Ray, who helped pioneer the use of Doppler radar for weather observation and prediction, is buoyed by the computer measurement and modeling techniques now available to researchers that were mere pie in the sky during Project Stormfury. He adds: “My view is that the goal of the Dyn-O-Gel project is to find a way, if possible, to mitigate or eliminate hurricanes . . . The important thing is to see if it works and, if so, add it to the arsenal against hurricanes. We can’t do any worse than what we are doing right now, which is nothing.”
“This is a piece of cake compared to Apollo,” says Dr. Edgar D. Mitchell, Ph. D., who piloted Apollo 14’s Lunar Module in February 1971. “All we have to do is try it and see if it works or not. The question is . . . finding the right balance between hitting a hurricane when it’s so big that it takes several large aircraft loads of material dumped on it, versus a smaller size where you’re not quite sure whether it would have been necessary to attack it in the first place.”
“I’m in Florida and have been through a few hurricanes,” Mitchell adds. “If we get hit with two or three of these whoppers and the destruction in lives and property is enormous, you might think someone would be willing to spend a few million to see if we can slow these things down a little.”
Dr. Patrick J. Michaels, Ph. D., a University of Virginia professor of environmental sciences, wonders about the effects of tampering with hurricane eye walls. “The winds might not be as strong, but the wind field expands,” he says. “Instead of a small, tight little storm, you get a broader, weaker one, perhaps with more widespread damage.”
Nonetheless, Michaels, a Cato Institute senior fellow and self-described applied climatologist, welcomes further research and discussion. “A severe hurricane is a political event,” he observes. “In the 21st Century, we are going to develop the technology to give us the climate and the overall global temperature that we want.
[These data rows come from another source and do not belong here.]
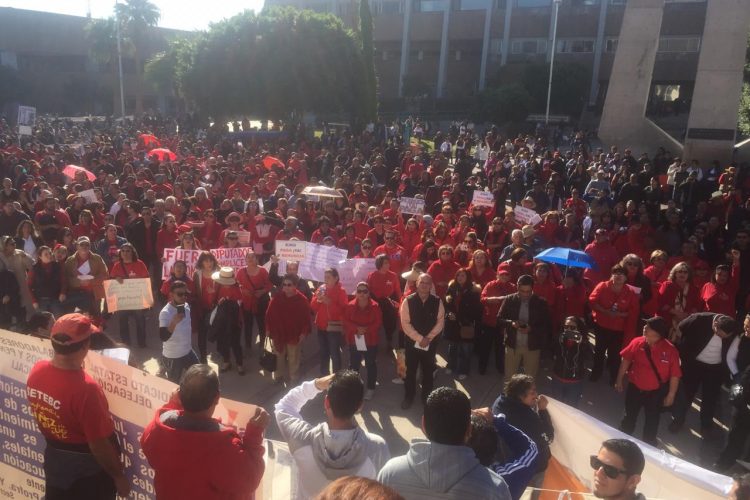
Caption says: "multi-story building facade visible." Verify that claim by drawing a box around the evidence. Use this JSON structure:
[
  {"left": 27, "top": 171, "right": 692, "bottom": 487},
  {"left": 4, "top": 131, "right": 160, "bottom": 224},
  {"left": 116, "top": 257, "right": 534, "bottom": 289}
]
[{"left": 267, "top": 0, "right": 706, "bottom": 112}]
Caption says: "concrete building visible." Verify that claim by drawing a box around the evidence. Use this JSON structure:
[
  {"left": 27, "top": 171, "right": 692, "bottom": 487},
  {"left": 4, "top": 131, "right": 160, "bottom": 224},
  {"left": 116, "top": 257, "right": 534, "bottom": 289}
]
[
  {"left": 0, "top": 7, "right": 186, "bottom": 114},
  {"left": 266, "top": 0, "right": 707, "bottom": 113}
]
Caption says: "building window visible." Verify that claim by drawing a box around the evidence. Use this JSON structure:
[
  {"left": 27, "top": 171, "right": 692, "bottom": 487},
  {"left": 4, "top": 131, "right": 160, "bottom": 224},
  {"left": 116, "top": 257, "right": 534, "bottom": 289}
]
[
  {"left": 657, "top": 36, "right": 701, "bottom": 53},
  {"left": 380, "top": 0, "right": 402, "bottom": 14},
  {"left": 516, "top": 0, "right": 552, "bottom": 8},
  {"left": 458, "top": 0, "right": 492, "bottom": 10},
  {"left": 557, "top": 38, "right": 594, "bottom": 54},
  {"left": 419, "top": 0, "right": 448, "bottom": 12},
  {"left": 510, "top": 38, "right": 547, "bottom": 54}
]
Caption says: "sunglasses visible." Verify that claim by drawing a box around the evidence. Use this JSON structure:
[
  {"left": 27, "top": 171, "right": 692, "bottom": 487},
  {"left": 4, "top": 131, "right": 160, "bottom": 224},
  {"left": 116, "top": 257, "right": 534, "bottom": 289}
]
[{"left": 589, "top": 455, "right": 628, "bottom": 479}]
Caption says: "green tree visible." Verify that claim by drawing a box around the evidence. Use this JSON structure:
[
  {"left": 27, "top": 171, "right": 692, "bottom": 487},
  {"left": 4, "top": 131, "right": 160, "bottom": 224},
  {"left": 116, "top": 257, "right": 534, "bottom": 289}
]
[
  {"left": 477, "top": 83, "right": 533, "bottom": 124},
  {"left": 84, "top": 17, "right": 131, "bottom": 114},
  {"left": 116, "top": 0, "right": 161, "bottom": 114},
  {"left": 171, "top": 7, "right": 367, "bottom": 121},
  {"left": 359, "top": 0, "right": 378, "bottom": 121},
  {"left": 521, "top": 63, "right": 591, "bottom": 116}
]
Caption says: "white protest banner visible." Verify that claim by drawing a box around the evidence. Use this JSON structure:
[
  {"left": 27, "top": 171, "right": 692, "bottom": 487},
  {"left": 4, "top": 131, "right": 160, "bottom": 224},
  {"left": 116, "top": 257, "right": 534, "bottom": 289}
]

Anybody who has thought about this is aware of this because of the nature of greenhouse gases and biotechnology. If that’s the future, and I believe it is, is it not legitimate to ask if we should be able to modify tropical cyclones slightly? Could we actually develop that technology? It’s time to get that debate into polite company.”
Peter Cordani says he has secured $100 million in private financing from domestic and foreign investors who he will introduce at a ceremony next month at the Lakeland, Fla., airfield from which he plans to conduct Dyn-O-Storm’s anti-hurricane operations. Let’s wish him well.
With the Western Hemisphere evidently facing an approximately 30-year cycle of heightened tropical-storm activity, it is wise to accelerate this research. Insurers, who could avoid billions in potential losses, should help fund it. Congress should redirect some of its $24 billion in recently enacted transportation-pork outlays to learning if Dyn-O-Gel, barge-based jet engines, or other innovations could win a War on Hurricanes. The alternative is even higher future spending to address extensive devastation, displacement, and death.
While Americans rebuild New Orleans and the Gulf Coast, the nation that landed a dozen men on the Moon and brought them safely home should answer this question definitively: Can’t we just say “No thank you” to hurricanes?
–New York commentator Deroy Murdock is a syndicated columnist with the Scripps Howard News Service and a senior fellow with the Atlas Economic Research Foundation in Arlington, Va.